Cost of Credit Union Failures in 2018 Jumps to $792.5 Million
The board also approves a final rule designed to identify in one section maturity limits applicable to loans made by federal CUs.
The cost of credit union failures during 2018 totaled $792.5 million, a jump of more than $768 million over last year, NCUA Chief Financial Officer Rendell Jones told the agency board Thursday.
The $792.5 million is an increase from the $785 million the agency reported the share insurance fund lost due to failures in its end-of-year financial report.
In 2017, 10 credit unions failed; in 2018, eight failed.
As has been the case in the past, agency officials did not discuss specific losses during Thursday’s meeting.
The agency has said that a large portion of the share insurance fund losses can be attributed to the failure of two credit unions—Melrose Credit Union and LOMTO Federal Credit Union.

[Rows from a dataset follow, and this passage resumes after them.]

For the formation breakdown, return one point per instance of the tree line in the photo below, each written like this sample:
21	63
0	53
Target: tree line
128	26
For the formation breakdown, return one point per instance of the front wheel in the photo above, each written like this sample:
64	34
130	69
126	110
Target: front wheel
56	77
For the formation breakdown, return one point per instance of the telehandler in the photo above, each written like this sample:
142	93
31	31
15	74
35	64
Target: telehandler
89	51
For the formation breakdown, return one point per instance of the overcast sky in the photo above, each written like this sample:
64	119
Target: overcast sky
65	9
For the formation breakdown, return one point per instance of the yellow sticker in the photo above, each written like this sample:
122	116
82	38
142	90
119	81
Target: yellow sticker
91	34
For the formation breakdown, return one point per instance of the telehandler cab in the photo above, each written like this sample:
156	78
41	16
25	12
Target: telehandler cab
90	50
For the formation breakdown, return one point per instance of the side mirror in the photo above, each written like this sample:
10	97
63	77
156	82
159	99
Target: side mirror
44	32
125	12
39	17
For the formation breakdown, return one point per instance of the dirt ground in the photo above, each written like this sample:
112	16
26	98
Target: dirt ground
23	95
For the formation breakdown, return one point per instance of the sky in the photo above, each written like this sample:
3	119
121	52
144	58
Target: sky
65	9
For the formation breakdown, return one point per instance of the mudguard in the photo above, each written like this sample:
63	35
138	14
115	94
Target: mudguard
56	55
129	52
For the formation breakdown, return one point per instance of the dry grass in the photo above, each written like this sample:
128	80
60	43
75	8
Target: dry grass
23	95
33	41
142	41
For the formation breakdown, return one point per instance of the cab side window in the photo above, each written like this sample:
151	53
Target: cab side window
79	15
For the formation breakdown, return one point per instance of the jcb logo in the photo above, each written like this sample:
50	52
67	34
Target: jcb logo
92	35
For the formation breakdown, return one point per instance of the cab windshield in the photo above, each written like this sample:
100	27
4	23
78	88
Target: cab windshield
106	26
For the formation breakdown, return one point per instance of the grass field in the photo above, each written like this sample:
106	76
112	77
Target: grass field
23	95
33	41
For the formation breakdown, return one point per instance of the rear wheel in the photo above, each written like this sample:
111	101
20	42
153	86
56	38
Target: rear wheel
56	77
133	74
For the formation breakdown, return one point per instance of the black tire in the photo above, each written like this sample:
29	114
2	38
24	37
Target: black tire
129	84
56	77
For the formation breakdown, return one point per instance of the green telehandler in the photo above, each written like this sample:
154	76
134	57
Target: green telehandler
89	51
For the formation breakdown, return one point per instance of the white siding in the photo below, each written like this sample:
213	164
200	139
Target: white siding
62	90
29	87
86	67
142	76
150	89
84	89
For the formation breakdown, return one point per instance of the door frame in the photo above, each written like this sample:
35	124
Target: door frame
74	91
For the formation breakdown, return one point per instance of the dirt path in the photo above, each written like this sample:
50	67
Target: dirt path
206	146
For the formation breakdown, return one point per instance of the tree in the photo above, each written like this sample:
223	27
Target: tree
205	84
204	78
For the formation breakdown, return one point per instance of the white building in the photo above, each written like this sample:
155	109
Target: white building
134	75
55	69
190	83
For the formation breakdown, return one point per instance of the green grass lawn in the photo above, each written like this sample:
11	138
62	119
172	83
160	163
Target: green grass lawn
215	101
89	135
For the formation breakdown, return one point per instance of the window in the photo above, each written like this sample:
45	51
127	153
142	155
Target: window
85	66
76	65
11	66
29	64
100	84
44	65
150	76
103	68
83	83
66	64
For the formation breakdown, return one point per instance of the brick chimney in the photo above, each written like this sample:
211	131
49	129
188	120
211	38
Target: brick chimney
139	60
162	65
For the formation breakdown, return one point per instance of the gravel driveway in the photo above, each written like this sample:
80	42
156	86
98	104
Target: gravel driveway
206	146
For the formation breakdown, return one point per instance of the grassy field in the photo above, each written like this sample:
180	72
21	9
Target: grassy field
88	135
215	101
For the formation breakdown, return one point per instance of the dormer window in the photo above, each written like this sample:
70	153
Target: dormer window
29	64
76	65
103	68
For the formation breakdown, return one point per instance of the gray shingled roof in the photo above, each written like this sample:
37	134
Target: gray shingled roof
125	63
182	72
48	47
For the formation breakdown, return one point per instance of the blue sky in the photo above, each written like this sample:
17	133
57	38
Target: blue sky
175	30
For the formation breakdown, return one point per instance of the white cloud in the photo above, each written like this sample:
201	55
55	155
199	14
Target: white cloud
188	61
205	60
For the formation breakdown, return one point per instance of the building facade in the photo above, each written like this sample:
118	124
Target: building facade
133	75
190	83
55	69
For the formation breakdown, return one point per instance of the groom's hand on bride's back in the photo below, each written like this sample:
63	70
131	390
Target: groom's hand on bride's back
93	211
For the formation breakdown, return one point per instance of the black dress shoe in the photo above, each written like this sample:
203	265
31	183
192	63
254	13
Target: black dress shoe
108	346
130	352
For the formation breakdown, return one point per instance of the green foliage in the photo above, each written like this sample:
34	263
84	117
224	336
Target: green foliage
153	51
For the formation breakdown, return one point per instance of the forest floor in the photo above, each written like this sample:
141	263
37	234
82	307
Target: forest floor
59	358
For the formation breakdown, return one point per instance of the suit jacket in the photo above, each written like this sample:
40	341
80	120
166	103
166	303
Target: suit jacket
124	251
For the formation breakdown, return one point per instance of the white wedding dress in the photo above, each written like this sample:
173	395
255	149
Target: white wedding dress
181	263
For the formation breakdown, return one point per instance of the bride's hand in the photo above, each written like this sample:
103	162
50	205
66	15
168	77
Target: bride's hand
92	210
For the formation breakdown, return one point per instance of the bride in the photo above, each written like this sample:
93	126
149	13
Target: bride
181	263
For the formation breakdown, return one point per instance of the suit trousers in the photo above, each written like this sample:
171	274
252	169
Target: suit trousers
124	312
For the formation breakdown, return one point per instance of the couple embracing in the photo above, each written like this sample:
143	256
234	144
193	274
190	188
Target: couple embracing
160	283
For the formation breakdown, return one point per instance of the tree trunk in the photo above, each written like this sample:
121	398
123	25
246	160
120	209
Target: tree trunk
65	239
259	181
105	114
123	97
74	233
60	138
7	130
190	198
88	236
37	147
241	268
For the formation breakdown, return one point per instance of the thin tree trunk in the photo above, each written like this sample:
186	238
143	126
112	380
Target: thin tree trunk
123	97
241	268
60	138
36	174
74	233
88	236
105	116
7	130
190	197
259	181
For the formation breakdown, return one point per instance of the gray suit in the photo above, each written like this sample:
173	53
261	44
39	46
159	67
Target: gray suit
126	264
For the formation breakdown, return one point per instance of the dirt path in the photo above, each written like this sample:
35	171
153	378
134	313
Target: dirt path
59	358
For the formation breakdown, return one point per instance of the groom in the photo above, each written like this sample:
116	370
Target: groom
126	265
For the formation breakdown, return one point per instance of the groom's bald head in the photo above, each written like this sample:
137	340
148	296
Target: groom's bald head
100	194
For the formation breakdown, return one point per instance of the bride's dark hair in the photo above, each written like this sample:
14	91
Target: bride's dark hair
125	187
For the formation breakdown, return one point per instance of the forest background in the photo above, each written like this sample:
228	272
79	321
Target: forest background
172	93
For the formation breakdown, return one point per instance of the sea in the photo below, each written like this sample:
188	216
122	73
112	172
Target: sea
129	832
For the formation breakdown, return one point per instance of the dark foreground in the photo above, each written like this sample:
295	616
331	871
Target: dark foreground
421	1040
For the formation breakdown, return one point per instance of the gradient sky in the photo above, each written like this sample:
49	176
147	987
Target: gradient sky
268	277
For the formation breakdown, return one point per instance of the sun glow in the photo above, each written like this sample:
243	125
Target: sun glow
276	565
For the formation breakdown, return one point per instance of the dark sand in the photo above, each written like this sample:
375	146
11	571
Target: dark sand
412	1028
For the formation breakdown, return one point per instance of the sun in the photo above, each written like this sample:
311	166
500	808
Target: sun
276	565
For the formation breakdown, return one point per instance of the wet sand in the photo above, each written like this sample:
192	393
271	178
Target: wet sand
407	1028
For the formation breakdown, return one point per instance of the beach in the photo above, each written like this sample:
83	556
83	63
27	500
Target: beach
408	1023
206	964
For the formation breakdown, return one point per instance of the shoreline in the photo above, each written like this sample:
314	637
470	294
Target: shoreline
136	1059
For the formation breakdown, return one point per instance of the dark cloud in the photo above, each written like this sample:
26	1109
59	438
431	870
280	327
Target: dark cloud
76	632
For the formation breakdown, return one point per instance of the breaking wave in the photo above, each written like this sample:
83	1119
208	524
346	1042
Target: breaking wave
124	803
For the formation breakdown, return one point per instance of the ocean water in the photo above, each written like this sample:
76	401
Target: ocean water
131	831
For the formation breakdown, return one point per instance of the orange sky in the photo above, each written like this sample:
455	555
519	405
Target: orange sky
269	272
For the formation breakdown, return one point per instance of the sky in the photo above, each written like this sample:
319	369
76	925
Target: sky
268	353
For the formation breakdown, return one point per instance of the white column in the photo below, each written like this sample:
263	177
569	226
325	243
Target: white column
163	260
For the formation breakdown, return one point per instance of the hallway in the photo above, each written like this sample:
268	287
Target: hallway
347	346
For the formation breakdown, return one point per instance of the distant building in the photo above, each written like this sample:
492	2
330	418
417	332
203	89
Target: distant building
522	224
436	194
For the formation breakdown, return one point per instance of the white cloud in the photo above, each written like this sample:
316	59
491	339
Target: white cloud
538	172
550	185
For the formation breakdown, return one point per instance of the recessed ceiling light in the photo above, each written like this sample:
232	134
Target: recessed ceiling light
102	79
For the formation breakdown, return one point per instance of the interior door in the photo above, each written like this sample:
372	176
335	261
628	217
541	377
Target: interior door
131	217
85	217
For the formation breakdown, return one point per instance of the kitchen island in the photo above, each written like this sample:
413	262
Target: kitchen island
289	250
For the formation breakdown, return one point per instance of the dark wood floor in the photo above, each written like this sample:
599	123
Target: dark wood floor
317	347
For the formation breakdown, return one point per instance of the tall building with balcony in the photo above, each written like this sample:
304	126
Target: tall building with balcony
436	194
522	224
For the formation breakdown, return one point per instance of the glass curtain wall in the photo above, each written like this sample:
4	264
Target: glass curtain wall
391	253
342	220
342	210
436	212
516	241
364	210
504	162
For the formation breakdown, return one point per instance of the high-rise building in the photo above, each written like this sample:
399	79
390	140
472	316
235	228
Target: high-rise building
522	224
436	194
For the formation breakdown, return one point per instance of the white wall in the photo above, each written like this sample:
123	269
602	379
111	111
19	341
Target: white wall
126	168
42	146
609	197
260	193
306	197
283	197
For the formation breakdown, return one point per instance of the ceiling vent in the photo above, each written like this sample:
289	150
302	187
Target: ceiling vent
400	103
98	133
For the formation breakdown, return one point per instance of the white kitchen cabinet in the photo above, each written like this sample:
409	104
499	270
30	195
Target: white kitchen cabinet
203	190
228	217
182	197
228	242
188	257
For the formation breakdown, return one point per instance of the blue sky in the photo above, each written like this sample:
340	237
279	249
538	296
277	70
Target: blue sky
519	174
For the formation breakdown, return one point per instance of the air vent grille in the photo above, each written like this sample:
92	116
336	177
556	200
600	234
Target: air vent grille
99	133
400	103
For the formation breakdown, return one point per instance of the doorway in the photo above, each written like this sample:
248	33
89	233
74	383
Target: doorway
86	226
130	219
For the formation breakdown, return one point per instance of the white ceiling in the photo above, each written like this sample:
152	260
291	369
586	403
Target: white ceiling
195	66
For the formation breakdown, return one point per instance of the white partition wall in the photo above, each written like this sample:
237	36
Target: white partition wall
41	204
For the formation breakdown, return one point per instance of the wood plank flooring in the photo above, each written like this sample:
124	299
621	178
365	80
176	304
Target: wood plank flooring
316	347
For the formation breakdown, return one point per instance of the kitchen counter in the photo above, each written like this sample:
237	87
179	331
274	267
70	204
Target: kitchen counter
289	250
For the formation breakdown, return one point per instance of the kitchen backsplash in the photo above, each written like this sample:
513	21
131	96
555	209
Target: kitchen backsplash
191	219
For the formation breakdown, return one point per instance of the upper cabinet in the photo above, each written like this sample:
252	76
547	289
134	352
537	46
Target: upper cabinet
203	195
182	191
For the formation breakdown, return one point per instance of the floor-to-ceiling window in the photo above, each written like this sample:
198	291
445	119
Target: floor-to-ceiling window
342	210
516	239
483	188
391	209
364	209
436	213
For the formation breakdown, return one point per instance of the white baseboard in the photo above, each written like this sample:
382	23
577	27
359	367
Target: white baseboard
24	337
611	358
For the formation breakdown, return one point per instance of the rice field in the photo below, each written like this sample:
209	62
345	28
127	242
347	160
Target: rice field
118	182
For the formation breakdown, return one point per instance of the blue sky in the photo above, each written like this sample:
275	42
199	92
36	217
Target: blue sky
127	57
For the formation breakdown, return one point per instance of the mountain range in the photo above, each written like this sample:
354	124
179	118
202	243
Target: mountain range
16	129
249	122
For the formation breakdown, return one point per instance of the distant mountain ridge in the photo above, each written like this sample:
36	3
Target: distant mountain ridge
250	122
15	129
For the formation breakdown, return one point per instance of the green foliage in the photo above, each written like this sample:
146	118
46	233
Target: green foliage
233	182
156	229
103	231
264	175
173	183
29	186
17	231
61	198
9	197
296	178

Those two institutions faced millions of dollars in losses for loans made with taxi medallions as collateral.
Teachers Federal Credit Union took over both credit union but did not take on any of the taxi-related loans.
The NCUA’s Inspector General is required to issue reports on the losses at each of those credit unions, but has not yet made those reports public.
At Thursday’s meeting, the board also approved a final rule designed to identify in one section maturity limits applicable to loans made by federal credit unions.
Board Chairman J. Mark McWatters referred to the change as a “clean up rule” intended to simplify regulations.